If you were to meet coffee enthusiasts (such as ourselves) one of their favourite topics of discussion would be Espressos. 

Espresso is the process of brewing by which the classic, dark-roasted cup of black coffee, is made. And it is possibly one of the most difficult and potentially the most expensive way to make coffee. The word ‘Espresso’ derives from the Italian verb meaning “to put under pressure,” which is exactly how the coffee is made. Piping hot water and steam are forced through very finely ground coffee to produce a unique style of coffee with bite and great persistence on the plate. Not only is it the rich, sweet flavour that makes an espresso a wonderful drink - when it is good, it has an indescribable tang, a quality that satisfies the drinker. 

Authentic espresso accounts for only 10% of Italian coffee, even though it is, literally, the basis for the other 90%, which is cappuccino - espresso with a milky frothy top. 

There are two main types of espresso machines available: piston - operated machines and electric machines. 

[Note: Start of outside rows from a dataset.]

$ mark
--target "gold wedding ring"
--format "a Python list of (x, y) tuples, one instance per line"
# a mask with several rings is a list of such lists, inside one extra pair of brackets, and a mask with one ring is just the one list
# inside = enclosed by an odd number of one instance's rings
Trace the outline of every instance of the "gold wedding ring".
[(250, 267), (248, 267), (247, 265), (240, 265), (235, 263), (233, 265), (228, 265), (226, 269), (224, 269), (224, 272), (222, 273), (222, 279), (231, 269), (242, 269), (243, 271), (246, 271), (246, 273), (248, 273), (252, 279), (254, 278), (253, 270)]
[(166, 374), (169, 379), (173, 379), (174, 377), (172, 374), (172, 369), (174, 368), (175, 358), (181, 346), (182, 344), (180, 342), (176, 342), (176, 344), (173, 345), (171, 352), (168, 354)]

    Piston-operated machines contain a spring-loaded mechanism that forces the water through the coffee. These piston-handles machines look wonderful, and in the hands of a skilled barista (a person who serves in a coffee bar), they produce excellent coffee. These machines are not ideal for operators whom lack enough experience, however, more and more people are turning to the fully automated machines that simply require the user to flip a switch and wait until the cup is one-third or three-quarters full before switching it off. Nowadays the only skill seems to lie in getting the milk for cappuccino to froth, which would take a lot of time and practice. The electric espresso machine is easier to operate and far more practical.